What Dads Should Know About Sex After Baby

by Leo Cartland
tired patents in bed, father holding baby

I’m not going to bury the lede here. Not so shockingly, having a baby will have an effect on your sex life. If you’re a new dad, a soon to be dad, or just a dude with the potential for being a dad in the future (every guy), then there are a few things you should know about what having a baby will do to your sex life with your significant other.

This goes beyond just time and how you don’t have it anymore. Your life will no longer be your own and neither will your days or nights. Having a child means having someone in your home that will potentially interrupt any moment that your partner and you alone together at any time. This can be a massive cockblock and destroy your sex life all on its own. Having a child also means being constantly exhausted, collapsing into bed and night and falling asleep as soon as your head hits the pillow. This also makes it not-so-surprisingly difficult to have sex. But there’s more here. Your significant other has just undergone something severe and traumatic that will have significant impacts on how she experiences sex.

sweet couple lying in bedFirst things first, for the first six weeks after childbirth, you’re not having sex. You’re significant other’s body needs time to heal. And during this period, called lochia, you can’t have sex without risking a potentially deadly infection in your partner.
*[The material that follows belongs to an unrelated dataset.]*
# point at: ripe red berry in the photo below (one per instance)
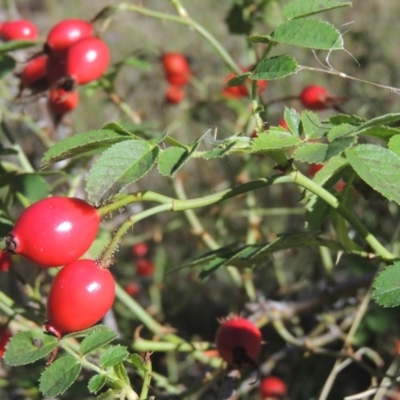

This is regardless of the difficulty of the labor that she went through.

This doesn’t take into account the potential trauma that may have occurred. Even women who have a C-section report having pain during sex even a full three months after undergoing the procedure. Vaginal childbirth can be even more traumatic, leading to further periods of pain and abstinence due to things like stretching and tearing that have to heal.
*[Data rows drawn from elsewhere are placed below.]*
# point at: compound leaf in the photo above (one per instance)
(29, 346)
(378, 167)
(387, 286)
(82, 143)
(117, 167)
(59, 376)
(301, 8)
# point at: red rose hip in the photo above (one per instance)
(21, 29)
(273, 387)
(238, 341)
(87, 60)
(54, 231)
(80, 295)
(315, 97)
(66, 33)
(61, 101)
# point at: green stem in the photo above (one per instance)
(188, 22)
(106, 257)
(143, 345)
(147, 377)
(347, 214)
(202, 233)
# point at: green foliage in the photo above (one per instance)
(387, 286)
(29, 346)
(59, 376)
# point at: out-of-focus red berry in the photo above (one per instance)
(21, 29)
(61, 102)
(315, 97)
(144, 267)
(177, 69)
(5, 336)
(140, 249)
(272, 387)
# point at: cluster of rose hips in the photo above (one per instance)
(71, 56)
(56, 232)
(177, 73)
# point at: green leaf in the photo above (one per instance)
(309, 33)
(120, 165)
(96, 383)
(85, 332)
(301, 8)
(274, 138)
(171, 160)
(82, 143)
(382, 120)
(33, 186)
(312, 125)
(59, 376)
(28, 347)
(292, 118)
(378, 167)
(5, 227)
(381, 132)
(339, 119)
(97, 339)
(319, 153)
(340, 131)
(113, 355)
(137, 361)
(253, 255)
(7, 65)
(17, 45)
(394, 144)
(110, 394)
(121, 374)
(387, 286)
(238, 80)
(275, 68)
You also must take into account the mental and emotional aspects of the trauma of childbirth and what this has done to her as well. All of the physical changes that occur during the process of having a child can cause a woman to be more self-conscious about her body. This self-consciousness leads to more anxiety and less sex drive. A woman may think of herself as less attractive or fear what you might think of the changes to her body. It’s important for you to keep the lines of communication open with her. Let her know that you do still find her sexy and attractive, but to also take her feelings on the matter into account. Don’t push it too much.

Speaking of physical changes, having a child is also known to change a woman’s erogenous zones. What used to turn her on, might not anymore. For instance, empirical data shows that a majority of women who nurse their new child change their opinion on breast and nipple play after giving birth to a child. This change has both a mental and physical aspect. Mentally, nursing a child changes the connection between the breast and sex. Your partner now connects her breasts and nipples with her relationship with her child. Did you just cringe? That’s her feeling about it too. Physically, nursing her child can leave her breasts tired, sore and without the same level of sensation as before becoming pregnant and having a child.

So, try out new things. Find out what’s working, what’s not and where you should focus your efforts to get her into the mood now. Have open communication about it and what you should try next. Being open and honest will also have the side effect of lowering stress and anxiety around sex, which can lead to better sex all on its own.

family of three showing feet under blanket with babyThere are other aspects of physical changes at work here too. Her hormone production will also be affected and will change the experience of having sex. This can have an effect on her ability to get aroused and to reach orgasm. The female orgasm is not a myth (hopefully you already knew that), but women are, even before giving birth, 30% less likely to reach orgasm than a man during the act of sex. After childbirth, those statistics get even worse. Many physicians connect this to hormone production which drops after giving birth and may never reach the same levels she had before she became pregnant. Frustratingly, during sex, the orgasm becomes almost fleeting. She can feel it growing, but she just can’t seem to get over the hump and get there. Furthermore, her orgasm may physically change after giving birth, which makes the whole process that much more confusing.

As a partner to your significant other, it’s important that during this difficult time for the both of you, you try to remain understanding. It’s easy to fall into the trap of looking inward when things go wrong, blame yourself and wonder what it is that you did wrong or how you can be the hero and save her. It’s only natural that you’d want to try to fix everything for her, it’s very common as “the man” in the relationship to want to take on her problems, attack them and find a way to overcome them, but the confluence of the mental, emotional and physical components coming together in a perfect storm can make that impossible.

None of this is intended to scare you off from going through this amazing process of becoming parents with your partner or fear becoming a father. Instead, it’s merely informational in the physical changes that will occur to your partner and how your sex life will be altered.

If you — with your partner — come to an understanding of the physical and mental changes that come with giving birth to a child and still find yourself in a sexual rut or outright abstaining from the act because of physical uncomfortableness or mental or emotional barriers, there is no shame in seeking professional help from a physician or couples counselor. Many couples counselors even specialize in this topic and can help the two of you take steps that will help you get back into enjoying each other and your time together.